Unbiased and comprehensive identification of viral encoded circular RNAs in a large range of viral species and families

Non-coding RNAs play a significant role in viral infection cycles, with recent attention focused on circular RNAs (circRNAs) originating from various viral families. Notably, these circRNAs have been associated with oncogenesis and alterations in viral fitness. However, identifying their expression has proven more challenging than initially anticipated due to unique viral characteristics. This challenge has the potential to impede progress in our understanding of viral circRNAs. Key hurdles in working with viral genomes include: (1) the presence of repetitive regions that can lead to misalignment of sequencing reads, and (2) unconventional splicing mechanisms that deviate from conserved eukaryotic patterns. To address these challenges, we developed vCircTrappist, a bioinformatic pipeline tailored to identify backsplicing events and pinpoint loci expressing circRNAs in RNA sequencing data.

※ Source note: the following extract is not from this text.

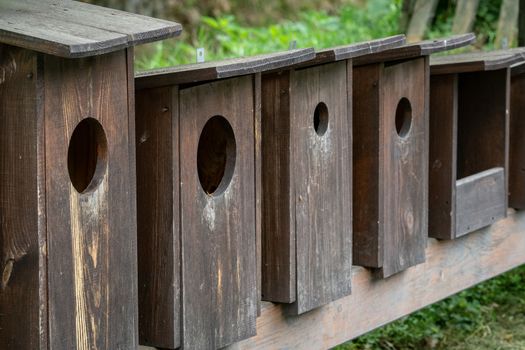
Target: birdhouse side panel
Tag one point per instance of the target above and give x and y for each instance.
(90, 214)
(23, 290)
(218, 213)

Applying this pipeline, we obtained novel insights from both new and existing datasets encompassing a range of animal and human pathogens belonging to Herpesviridae, Retroviridae, Adenoviridae and Orthomyxoviridae families. Subsequent RT-PCR and Sanger sequencings validated the accuracy of the developed bioinformatic tool for a selection of new candidate viral encoded circRNAs. These findings demonstrate that vCircTrappist is an open and unbiased approach for comprehensive identification of virus-derived circRNAs. Overall design: To test our bioinformatics pipeline, we gathered samples from diverse viral infections : Bovine Leukemia Virus (BLV, 3 cell lines), Human T-Lymphotropic Virus 1 (HTLV-1, 2 cell lines), Alcelaphine Herpesvirus 1 (AlHV-1, 2 infected calves), Human Adenovirus C5 (hAdV-C5, 3 time points) and Gallid Herpesvirus 2 (GaHV-2, 1 infected cell line). We extracted RNAs from the infected cell lines and treated them with RNase R before sending them for paired-end RNA sequencing at Novogene. We processed the data through vCircTrappist to identify candidate circRNAs.